Puglisi è un pianista di spessore e capacità interpretativa, pirotecnico e delicato in grado di tirar fuori sempre nuova linfa dal pianoforte. La ritmica formata da Senni e De Rossi è affiatata e solida, sempre pronta a diventare protagonista all’occorrenza, altrettanto capace di sostenere le improvvisazione e gli slanci del solista.


Monk è il discrimine scelto dal trio come riferimento. Le sue soluzioni sghembe e il richiamo profondo allo stride piano, la sua propulsione ritmica e la natura ancestrale del suo stile. La connessione del pianismo di Monk con le origini del jazz è estremamente evidente, la sua genialità e l’esplorazione solitaria di soluzioni pianistiche nuove lo hanno reso un artista moderno e visionario.


Certo, come si notava in apertura, dire qualcosa di non ancora ascoltato oggi, per di più per mezzo di una formazione che ha avuto così tante interpretazioni, potrebbe essere quasi velleitario.

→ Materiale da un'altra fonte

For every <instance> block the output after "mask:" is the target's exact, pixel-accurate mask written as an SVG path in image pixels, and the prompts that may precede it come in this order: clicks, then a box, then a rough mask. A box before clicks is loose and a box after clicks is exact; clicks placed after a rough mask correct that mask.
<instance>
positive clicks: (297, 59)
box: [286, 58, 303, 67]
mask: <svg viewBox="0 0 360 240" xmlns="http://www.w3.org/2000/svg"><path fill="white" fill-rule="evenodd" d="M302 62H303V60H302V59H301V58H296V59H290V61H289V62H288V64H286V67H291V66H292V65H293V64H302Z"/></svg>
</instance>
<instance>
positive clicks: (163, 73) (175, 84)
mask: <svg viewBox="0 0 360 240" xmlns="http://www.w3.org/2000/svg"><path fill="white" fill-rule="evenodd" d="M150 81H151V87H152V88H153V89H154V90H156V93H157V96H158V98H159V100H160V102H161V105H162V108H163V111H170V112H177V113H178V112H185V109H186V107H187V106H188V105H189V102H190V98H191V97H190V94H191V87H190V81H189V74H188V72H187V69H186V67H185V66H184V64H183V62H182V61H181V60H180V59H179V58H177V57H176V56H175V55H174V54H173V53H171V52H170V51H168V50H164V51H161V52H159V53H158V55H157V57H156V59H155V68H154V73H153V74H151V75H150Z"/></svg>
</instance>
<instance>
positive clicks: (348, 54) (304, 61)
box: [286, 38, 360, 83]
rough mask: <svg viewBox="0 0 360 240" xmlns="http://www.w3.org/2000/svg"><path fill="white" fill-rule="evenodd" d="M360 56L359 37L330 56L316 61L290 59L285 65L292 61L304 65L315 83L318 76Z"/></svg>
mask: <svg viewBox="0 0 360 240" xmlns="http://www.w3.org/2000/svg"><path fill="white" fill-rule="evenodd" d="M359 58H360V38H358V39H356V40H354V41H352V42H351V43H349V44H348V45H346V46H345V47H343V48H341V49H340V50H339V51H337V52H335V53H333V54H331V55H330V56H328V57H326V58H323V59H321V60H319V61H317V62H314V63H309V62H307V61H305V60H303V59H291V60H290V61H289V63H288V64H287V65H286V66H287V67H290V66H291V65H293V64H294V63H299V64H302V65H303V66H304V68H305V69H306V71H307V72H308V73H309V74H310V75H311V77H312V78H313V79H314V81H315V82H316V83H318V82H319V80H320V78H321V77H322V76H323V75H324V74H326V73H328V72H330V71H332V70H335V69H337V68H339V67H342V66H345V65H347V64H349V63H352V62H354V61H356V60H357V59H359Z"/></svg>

Il trio dirige la propria rotta alla ricerca di una sintesi tra radici del jazz e sensibilità moderna, tra il punto di partenza e la visione personale, senza le mediazioni di un vocabolario espressivo reso sterile da un utilizzo spesso non consapevole.


Nei giorni seguenti al concerto, il pianista ha tenuto un seminario sulla musica di Monk, organizzato dallo Zingarò Jazz Club e dalla Scuola di Musica Sarti, culminato nel concerto tenuto alla Scuola Sarti della big band formata dai musicisti e dai cantanti partecipanti al corso.